Usai puas mengeksplore Nagari Pariangan yang diklaim sebagai tempat asal usul orang Minangkabau. Selanjutnya saya akan mengunjungi beberapa situs cagar budaya seperti Balairungsari Tabek, Prasasti Pagaruyung dan Batu Batikam.
Pertama saya mengunjungi Balairungsari Tabek yang berfungsi sebagai tempat untuk musyawarah adat.
Cerita selengkap bisa di klik tautan di bawah ini ya.
Balairung Sari Tabek Wujud Harmonis Budaya Musyawarah Masyarakat Minangkabau
Dari Balairungsari Tabek saya meneruskan perjalanan menuju Situs Batu Batikam.
Saya memarkirkan kendaraan di tepi jalan dan menaiki beberapa anak tangga, ya situs ini dibangun lebih tinggi dari jalan.
Pada saat saya datang, sudah ada pengunjung lainnya. Mereka adalah pelajar dari Batusangkar yang menyempatkan mengisi waktu luangnya melihat Batu Batikam.

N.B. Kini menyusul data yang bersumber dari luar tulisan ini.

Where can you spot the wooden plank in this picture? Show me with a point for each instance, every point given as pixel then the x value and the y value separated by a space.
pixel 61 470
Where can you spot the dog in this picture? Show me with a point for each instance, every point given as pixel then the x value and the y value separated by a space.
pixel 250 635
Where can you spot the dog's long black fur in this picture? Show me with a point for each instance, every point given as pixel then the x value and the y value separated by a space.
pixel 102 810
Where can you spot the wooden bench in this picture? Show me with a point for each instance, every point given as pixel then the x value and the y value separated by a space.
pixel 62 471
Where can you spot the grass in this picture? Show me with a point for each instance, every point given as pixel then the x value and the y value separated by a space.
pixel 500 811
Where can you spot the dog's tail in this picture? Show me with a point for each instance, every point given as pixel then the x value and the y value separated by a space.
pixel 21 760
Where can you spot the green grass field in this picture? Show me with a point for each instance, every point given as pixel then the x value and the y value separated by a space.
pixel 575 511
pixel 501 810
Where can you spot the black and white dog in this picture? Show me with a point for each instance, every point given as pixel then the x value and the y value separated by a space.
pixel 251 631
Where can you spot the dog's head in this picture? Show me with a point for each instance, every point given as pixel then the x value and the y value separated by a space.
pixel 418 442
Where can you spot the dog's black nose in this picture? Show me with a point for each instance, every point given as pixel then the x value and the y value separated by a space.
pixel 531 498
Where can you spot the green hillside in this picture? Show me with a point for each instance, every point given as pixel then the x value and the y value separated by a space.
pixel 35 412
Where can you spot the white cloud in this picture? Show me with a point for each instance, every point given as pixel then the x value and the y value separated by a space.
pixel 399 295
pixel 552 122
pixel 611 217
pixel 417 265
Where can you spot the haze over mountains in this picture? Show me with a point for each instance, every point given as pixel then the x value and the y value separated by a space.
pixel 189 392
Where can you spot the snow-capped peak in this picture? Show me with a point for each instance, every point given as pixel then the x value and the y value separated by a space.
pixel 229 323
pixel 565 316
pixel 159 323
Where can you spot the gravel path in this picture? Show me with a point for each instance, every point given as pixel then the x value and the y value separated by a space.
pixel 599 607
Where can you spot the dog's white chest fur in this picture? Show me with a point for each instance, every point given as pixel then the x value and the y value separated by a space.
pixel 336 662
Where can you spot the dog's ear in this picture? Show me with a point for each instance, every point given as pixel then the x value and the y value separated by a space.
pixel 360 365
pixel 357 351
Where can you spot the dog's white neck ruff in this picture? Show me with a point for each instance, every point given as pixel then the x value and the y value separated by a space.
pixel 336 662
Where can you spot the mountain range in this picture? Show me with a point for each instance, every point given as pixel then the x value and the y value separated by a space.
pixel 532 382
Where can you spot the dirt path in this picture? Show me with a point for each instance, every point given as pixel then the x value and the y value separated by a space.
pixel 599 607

Salut juga dengan anak muda di zaman sekarang yang masih mau memperhatikan situs cagar budaya.
Situs ini luasnya 1800 m2, dahulu berfungsi sebagai medan nan bapaneh yakni tempat bermusyawarah kepala suku.
Susunan batu – batu seperti sandaran tempat duduk. Berbentuk persegi Panjang melingkar. Pada bagian tengah terdapat Batu Batikam (batu berlubang) dari bahan batuan andesit.
Batu ini berukuran 55 X 20 X 45 Centimeter, berbentuk hampir segitiga terbalik.
Menurut kepercayaan tradisional Minangkabau, kemunculan Batu Batikam berasal dari adanya selisih paham dalam menentukan sistem pemerintahan adat antara dua orang kakak beradik yang Bernama Datuak Parpatiah Nan Sabatang dan Datuk Katumanggungan.
Datuk Parpatiah Nan Sabatang mengusung sistem pemerintahan keselarasan Bodi Chaniago, sedangkan Datuk Katumanggungan dengan sistem pemerintahan kelarasan Koto Piliang.
Karena keduanya memiliki perbedaan dalam penerapan sistem pemerintahan, keduanya memutuskan untuk berunding dengan cara musyawarah.
Namun, perundingan tersebut tidak berjalan dengan lancar karena Datuk Parpatiah memutuskan untuk menancapkan kerisnya ke sebuah batu hingga berlubang dan batu itu dibuang ke Sungai.
Tujuannya ia melakukan hal tersebut ialah agar perselihan itu segera selesai dan tidak dilakukan lagi pada keesokan harinya.
Konon, batu yang ditancap keris itu lah yang sekarang dikenal sebagai Batu Batikam.
Dengan adanya peristiwa ini, maka perselihan adat telah dapat diselesaikan, dan kemudian terbentuklah suatu keselarasan yang didasarkan pada karakter kedua tokoh tersebut, yaitu keselarasan Suku Koto Piliang dan Suku Bodi Chaniago.
Koto Piliang merupakan keselarasan Datuk Katemanggungan yang bersifat aristokrat, sedangkan Bodi Chaniago merupakan keselarasan dari Datuk Parpatih Nan Sabatang yang bersifat demokratis.